Finding uniqueness means that marriage will never look “just like the picture” of some else’s marriage. Don’t cookie-cutter yourselves. You may seek health, but EVERY couple works with different factors that are peculiar to your marriage. Consider…

  • Your backgrounds.
  • Your personalities.
  • Your likes and dislikes.
  • Your skill-sets.

How do you develop the uniqueness of your marriage?

1. Look at the reality. No one is perfect, and therefore, there is no perfect marriage. So my recommendation is to stop seeing perfection in others and stop expecting it in your spouse and/or marriage. The only things to expect in yourself and your spouse is humility, teamwork, and growth. In my opinion, there are only two types of marriages: Those who work on them and those who don’t. Be the first type.

2. Learn to appreciate your spouse. Vision is everything. The direction of your marriage will go in the direction of your focus. And if you learn to look for the good in your spouse, your marriage will go in that direction. Differences do not automatically mean “wrong,” many times, they simply mean “different.” And when you bring value to those differences, you bring value to your spouse.

3. Learn how to express appreciation. Silent appreciation is not appreciation at all. Let me take that a bit deeper: appreciation with strings attached is not appreciation at all. Gratitude has the ability of elevating our attitudes above bitterness. Let it be said of your home that, while you don’t have marital health figured out, you do have an atmosphere of which health can grow. And that atmosphere is “appreciation/gratitude.”  A rule that I try to enforce with my family (as well as my staff): For every negative thing, be sure to bring up two to three positives. The simplicity of the exercise will help retrain your negative mind into a more positive one.

4. Pray for blessings on your spouse and ask the Holy Spirit to bring change in you. Sometimes we can spend too much energy trying to do the work of the Holy Spirit instead of releasing Him to bring the change only He can bring.  I think we can transform our attitudes by first praying for blessing upon our spouse and then allowing the needed change in our marriage to BEGIN with ourselves. Humility in the heart paves the way for the formation of healing and health.

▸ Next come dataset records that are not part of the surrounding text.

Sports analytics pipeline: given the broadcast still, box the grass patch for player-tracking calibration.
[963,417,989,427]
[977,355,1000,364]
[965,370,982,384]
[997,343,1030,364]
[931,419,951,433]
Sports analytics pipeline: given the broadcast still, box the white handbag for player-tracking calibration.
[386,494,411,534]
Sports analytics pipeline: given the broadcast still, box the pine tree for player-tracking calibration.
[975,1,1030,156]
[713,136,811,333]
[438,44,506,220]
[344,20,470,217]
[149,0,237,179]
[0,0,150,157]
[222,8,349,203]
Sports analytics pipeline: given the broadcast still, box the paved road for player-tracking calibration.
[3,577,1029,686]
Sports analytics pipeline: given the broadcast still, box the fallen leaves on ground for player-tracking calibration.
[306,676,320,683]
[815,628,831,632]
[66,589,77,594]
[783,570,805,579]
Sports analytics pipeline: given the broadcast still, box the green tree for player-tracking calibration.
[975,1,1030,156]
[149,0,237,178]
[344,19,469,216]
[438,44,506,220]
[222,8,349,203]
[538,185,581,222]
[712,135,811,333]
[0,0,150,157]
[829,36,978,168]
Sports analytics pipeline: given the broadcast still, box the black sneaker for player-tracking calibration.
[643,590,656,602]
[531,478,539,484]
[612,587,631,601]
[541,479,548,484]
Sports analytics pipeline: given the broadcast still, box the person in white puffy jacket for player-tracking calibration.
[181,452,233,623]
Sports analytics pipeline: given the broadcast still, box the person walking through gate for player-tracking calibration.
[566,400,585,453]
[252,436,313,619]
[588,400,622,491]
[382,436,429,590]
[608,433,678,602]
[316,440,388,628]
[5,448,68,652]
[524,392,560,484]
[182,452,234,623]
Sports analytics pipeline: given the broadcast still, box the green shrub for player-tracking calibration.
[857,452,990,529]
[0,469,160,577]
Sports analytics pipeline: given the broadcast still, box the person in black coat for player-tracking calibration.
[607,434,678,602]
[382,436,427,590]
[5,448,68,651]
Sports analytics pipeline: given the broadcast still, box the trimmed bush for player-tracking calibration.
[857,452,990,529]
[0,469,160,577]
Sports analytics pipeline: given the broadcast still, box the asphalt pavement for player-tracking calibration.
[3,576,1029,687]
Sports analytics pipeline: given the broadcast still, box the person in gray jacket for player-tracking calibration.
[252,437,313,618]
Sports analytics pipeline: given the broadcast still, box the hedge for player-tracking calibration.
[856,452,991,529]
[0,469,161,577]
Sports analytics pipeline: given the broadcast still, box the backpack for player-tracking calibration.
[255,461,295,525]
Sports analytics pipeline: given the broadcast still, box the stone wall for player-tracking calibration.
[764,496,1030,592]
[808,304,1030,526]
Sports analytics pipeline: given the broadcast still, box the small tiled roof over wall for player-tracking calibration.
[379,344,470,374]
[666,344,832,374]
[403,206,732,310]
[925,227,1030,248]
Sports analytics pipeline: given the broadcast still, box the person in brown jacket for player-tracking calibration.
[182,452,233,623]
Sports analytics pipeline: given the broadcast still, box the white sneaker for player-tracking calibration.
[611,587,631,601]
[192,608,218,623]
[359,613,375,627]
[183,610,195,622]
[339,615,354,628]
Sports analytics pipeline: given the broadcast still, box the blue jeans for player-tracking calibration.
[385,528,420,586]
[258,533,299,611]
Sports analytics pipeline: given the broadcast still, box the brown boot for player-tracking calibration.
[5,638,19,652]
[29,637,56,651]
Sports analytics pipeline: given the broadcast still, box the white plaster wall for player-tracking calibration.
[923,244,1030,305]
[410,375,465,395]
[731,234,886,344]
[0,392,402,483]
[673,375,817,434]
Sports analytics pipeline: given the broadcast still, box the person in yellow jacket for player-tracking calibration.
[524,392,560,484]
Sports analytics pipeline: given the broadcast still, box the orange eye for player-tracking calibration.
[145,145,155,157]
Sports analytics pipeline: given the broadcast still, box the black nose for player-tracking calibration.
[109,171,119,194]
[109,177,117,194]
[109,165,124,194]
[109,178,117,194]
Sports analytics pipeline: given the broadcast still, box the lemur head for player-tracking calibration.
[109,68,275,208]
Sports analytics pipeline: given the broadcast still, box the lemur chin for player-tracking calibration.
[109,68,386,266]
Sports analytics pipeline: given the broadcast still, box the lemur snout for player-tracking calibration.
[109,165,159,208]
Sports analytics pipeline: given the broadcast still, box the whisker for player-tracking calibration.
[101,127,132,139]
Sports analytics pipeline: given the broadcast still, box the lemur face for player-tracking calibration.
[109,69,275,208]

When it boils down to it, the more you follow a “perfect image” of a marriage that you’ve seen on social media or in someone you know, the more you’ll wind up frustrated in your marriage. The more you follow a Perfect Savior, the more you’ll see your imperfections and see an opportunity for His grace to shine through your marriage.  The two of you, as a unit, are “wonderfully complex” and His “workmanship is marvelous.” Today…

Be the blessing your marriage needs.
Be the change your marriage needs.
Love your spouse through the love you’ve received from Christ.